Learn how to best comply with CCPA and other new privacy laws.
On January 1st, 2020 the California Consumer Privacy Act (CCPA) went into effect. As stated by the Attorney General, this act “creates new consumer rights relating to the access to, deletion of, and sharing of personal information that is collected by businesses.”
Similar laws are expected to follow in other states. The intent of the law is to force certain businesses to inform consumers about the classes of personal information they collect, the methods they use to collect it, and how the personal information is utilized. In addition, the law allows consumers to demand to see their own personal information on file or, in some cases, to demand that their personal information be deleted from business databases or withheld from sale to third parties.
“The biggest dangers to your business are the law’s provisions allowing consumers to sue, individually or in class action, even without proof that they have suffered any damages.”
This sounds simple, but of course, it is not. You will probably need an attorney’s help just to determine whether the law applies to your business — and, if it does, whether the law designates you as a “data controller” or a “service provider.”
Regardless of your physical location, if your business ever interacts with California consumers, you may need to present your personal information policies to them on your website; offering at least two methods, including a toll-free number for them to submit questions or demands. Before you provide a report to them or delete their data, you must (somehow) verify that they are who they say they are (perhaps collecting even more personal information in order to do so).
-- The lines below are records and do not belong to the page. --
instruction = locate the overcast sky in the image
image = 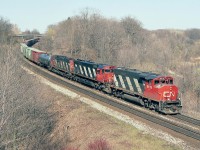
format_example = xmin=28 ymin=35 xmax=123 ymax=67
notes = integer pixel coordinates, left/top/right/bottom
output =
xmin=0 ymin=0 xmax=200 ymax=33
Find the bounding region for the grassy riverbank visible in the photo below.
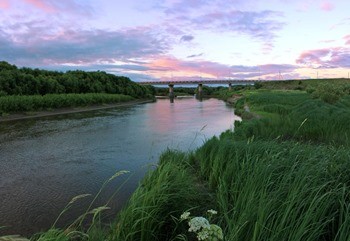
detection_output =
[2,79,350,241]
[110,80,350,241]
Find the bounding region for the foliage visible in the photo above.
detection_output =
[312,83,346,104]
[0,93,134,115]
[111,150,213,241]
[0,62,155,98]
[180,209,224,241]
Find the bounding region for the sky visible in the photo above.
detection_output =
[0,0,350,82]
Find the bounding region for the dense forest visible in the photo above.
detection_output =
[0,61,155,98]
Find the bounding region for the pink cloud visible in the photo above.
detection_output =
[24,0,56,13]
[296,47,350,69]
[0,0,10,9]
[344,35,350,45]
[321,1,334,11]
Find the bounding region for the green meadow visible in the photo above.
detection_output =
[2,80,350,241]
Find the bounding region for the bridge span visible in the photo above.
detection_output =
[138,79,261,99]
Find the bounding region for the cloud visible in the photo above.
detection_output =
[321,1,334,12]
[180,35,194,42]
[0,0,10,9]
[147,56,297,79]
[344,35,350,45]
[296,47,350,69]
[21,0,93,16]
[0,24,167,65]
[187,53,204,58]
[23,0,57,13]
[176,10,284,41]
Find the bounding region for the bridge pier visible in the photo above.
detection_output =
[169,84,175,103]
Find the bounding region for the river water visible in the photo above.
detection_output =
[0,98,239,236]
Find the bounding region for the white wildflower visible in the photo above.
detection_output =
[180,212,191,221]
[197,229,209,240]
[188,217,210,232]
[207,209,218,215]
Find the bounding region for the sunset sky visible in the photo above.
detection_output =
[0,0,350,81]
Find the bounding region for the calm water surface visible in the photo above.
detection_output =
[0,99,239,235]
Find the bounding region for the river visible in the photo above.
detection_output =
[0,98,239,236]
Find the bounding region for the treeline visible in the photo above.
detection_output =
[0,93,134,115]
[0,61,155,98]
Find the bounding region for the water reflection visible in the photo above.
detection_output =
[0,99,236,235]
The biggest dangers to your business are the law’s provisions allowing consumers to sue, individually or in class action, even without proof that they have suffered any damages. The Attorney General can also file legal action against a business for failures to comply– and the penalties can be massive, particularly in the case of a security breach involving consumer personal information.
To learn more about the CCPA and how it may affect your business practices, you can read more details on the Attorney General’s website.
The information in this article is not intended as legal advice. The author strongly recommends that any business concerned about complying with the new consumer privacy laws promptly consult with legal counsel.